The build pipeline would then be:

  1. the build.rs would go and basically, capture the output of (cd pre && cargo expand);

  2. it would then process that output (probably using syn (and proc-macro2 and quote))…

    • Back to concrete goal of slapping #[derive(Debug)]s on struct and enum definitions,

      we'd ::syn::parse_file() the output emitted by the previous command, and from there use the visitory pattern to append the #[derive(Debug)] to enums and structs:

      fn append_debugs (code: &'_ str)
        -> Result<impl ::core::fmt::Display>
      {
          use ::syn::{*, visit_mut::VisitMut};
      
          let mut file = ::syn::parse_file(code)?;
          struct DebugAppender;
          impl VisitMut for DebugAppender {
              fn visit_item_struct_mut (
                  self: &'_ mut DebugAppender,
                  struct_def: &'_ mut ItemStruct,
              )
              {
                  // subrecurse (in practice shouldn't be needed).
                  visit_mut::visit_item_struct_mut(self, struct_def);
      
                  struct_def.attrs.push(parse_quote!(
                      #[derive(::core::fmt::Debug)]
                  ));
              }
      
              fn visit_item_enum_mut (
                  self: &'_ mut DebugAppender,
                  enum_def: &'_ mut ItemEnum,
              )
              {
                  // subrecurse (in practice shouldn't be needed).
                  visit_mut::visit_item_enum_mut(self, enum_def);
      
                  enum_def.attrs.push(parse_quote!(
                      #[derive(::core::fmt::Debug)]
                  ));
              }
          }
          DebugAppender.visit_file_mut(&mut file);
          Ok(::quote::quote!( #file ))
      }
      
  3. … and emit the generated output to src/lib.rs.
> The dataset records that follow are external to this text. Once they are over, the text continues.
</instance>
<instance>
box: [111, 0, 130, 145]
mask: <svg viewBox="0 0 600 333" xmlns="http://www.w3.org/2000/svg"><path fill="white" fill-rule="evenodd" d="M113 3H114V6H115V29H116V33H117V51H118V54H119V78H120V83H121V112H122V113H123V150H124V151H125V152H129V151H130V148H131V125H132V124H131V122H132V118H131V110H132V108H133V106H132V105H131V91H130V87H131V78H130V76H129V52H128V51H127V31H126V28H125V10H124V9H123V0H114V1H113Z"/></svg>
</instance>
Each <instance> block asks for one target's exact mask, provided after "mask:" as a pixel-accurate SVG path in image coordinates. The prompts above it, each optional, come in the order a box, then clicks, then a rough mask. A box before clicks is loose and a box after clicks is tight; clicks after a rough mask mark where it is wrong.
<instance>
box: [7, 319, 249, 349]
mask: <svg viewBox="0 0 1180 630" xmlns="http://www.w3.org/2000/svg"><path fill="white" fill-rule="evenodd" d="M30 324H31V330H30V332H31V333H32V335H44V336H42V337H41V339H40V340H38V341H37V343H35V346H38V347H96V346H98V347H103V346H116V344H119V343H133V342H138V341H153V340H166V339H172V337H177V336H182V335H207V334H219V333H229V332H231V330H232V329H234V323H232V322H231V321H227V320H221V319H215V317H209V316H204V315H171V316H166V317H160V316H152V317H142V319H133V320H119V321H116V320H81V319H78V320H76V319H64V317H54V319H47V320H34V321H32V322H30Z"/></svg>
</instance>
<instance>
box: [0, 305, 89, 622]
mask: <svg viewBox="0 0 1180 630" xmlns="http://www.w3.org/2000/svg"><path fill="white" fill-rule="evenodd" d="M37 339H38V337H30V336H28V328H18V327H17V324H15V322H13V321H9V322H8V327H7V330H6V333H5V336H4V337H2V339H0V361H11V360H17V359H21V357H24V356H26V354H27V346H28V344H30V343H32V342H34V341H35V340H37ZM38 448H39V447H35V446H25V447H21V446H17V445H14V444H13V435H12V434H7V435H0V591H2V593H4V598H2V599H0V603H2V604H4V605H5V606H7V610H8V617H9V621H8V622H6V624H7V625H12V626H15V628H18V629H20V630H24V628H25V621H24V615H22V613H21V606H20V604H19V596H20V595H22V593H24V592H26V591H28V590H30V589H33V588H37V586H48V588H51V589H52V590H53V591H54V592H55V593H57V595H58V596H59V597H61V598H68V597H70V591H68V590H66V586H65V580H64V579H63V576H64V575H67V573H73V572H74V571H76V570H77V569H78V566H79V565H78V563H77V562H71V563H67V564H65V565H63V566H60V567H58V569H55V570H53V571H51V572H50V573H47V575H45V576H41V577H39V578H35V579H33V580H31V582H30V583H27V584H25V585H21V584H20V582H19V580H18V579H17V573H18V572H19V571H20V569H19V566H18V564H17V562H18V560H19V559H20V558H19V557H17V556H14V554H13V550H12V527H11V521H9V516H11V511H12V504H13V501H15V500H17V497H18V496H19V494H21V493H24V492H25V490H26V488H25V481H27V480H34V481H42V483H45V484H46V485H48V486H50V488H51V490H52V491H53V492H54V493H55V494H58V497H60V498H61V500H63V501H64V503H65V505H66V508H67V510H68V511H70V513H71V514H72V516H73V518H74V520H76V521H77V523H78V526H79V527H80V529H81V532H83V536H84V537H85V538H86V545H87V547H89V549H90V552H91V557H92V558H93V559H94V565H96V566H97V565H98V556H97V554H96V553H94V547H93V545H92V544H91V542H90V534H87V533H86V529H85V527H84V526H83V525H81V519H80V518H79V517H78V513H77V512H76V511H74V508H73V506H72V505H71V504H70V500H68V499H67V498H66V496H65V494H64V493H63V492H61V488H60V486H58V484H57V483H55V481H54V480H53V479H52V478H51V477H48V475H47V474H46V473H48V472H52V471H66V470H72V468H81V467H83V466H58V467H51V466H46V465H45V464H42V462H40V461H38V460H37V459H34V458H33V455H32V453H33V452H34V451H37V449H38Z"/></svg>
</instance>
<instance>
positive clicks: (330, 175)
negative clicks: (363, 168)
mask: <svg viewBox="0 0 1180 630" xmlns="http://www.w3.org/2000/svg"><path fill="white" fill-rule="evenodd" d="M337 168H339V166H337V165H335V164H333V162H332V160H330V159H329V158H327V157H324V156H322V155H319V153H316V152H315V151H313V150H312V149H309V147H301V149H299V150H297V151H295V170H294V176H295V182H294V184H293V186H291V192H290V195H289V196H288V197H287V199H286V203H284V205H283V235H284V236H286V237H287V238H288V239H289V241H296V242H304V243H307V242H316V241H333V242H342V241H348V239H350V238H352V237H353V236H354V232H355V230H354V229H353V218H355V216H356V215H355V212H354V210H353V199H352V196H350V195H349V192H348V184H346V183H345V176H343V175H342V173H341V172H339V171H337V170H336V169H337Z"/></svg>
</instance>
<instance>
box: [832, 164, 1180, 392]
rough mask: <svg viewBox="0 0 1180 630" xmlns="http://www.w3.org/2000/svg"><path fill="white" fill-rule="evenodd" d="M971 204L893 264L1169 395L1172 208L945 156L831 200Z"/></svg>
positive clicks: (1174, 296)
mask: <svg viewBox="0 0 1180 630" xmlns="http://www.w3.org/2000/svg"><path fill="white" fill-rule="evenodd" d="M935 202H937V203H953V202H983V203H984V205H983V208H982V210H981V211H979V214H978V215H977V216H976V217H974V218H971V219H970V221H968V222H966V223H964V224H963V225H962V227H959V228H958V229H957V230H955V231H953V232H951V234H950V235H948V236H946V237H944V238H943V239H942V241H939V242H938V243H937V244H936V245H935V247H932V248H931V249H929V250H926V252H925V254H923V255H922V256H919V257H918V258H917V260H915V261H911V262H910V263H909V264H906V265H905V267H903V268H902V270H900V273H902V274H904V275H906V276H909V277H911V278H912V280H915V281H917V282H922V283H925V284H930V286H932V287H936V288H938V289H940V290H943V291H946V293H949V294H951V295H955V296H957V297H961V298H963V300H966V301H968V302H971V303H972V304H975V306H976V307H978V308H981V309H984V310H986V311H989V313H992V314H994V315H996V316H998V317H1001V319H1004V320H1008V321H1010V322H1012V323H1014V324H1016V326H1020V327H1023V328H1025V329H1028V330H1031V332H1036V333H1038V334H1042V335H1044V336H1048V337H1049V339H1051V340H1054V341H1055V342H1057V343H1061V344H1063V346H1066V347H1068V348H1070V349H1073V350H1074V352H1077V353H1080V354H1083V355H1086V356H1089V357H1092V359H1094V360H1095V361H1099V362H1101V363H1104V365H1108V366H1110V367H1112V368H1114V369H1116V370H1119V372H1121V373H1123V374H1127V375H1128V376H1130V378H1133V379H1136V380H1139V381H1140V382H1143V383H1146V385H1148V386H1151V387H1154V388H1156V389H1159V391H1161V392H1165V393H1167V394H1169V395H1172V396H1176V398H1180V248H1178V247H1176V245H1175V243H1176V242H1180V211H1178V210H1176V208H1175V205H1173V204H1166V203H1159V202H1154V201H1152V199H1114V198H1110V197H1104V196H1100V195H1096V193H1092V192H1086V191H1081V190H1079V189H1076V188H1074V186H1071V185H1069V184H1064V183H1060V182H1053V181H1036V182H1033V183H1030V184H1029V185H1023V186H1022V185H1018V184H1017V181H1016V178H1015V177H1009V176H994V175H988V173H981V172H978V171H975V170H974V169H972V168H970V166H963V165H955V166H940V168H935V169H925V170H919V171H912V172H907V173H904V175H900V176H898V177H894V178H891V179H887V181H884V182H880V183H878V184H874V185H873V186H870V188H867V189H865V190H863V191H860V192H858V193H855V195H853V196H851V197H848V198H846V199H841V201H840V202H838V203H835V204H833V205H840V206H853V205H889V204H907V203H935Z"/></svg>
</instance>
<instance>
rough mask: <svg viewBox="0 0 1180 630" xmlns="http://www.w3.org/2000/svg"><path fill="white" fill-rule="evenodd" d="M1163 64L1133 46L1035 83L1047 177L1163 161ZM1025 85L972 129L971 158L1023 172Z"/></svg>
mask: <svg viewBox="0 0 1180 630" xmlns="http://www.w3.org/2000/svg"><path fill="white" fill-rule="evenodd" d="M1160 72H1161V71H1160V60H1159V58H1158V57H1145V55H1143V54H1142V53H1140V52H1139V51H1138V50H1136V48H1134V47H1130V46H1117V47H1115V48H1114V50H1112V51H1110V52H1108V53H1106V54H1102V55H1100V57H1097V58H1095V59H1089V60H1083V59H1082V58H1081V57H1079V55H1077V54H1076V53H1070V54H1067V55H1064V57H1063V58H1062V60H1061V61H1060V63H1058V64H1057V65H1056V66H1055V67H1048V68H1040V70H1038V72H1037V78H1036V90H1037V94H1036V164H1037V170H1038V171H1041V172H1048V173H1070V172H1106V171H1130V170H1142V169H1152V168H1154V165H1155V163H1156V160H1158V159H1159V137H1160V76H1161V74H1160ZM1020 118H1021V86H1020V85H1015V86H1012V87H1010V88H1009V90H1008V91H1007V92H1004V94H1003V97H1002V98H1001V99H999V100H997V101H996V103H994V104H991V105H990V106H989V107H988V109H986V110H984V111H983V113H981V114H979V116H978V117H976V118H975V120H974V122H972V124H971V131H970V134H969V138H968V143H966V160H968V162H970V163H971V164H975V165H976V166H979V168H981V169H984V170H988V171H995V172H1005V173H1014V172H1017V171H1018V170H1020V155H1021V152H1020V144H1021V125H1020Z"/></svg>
Finally, a controversial extra step would be to try and hide these shenanigans a bit:

  1. make the Cargo.toml point to ./lib.rs rather than the default src/lib.rs

    [lib]
    path = "lib.rs"
    
  2. make the build.rs spit the code into ./lib.rs,

  3. and finally renaming pre/ to src/:

    .
    ├── Cargo.toml
    ├── build.rs
    └── src/
        ├── Cargo.toml -> ../Cargo.toml  # symlink (or ephemeral copy done by thr `build.rs`)
        ├── lib.rs
        └── ….rs
    
2 Likes

@Yandros yeah something like that, thanks!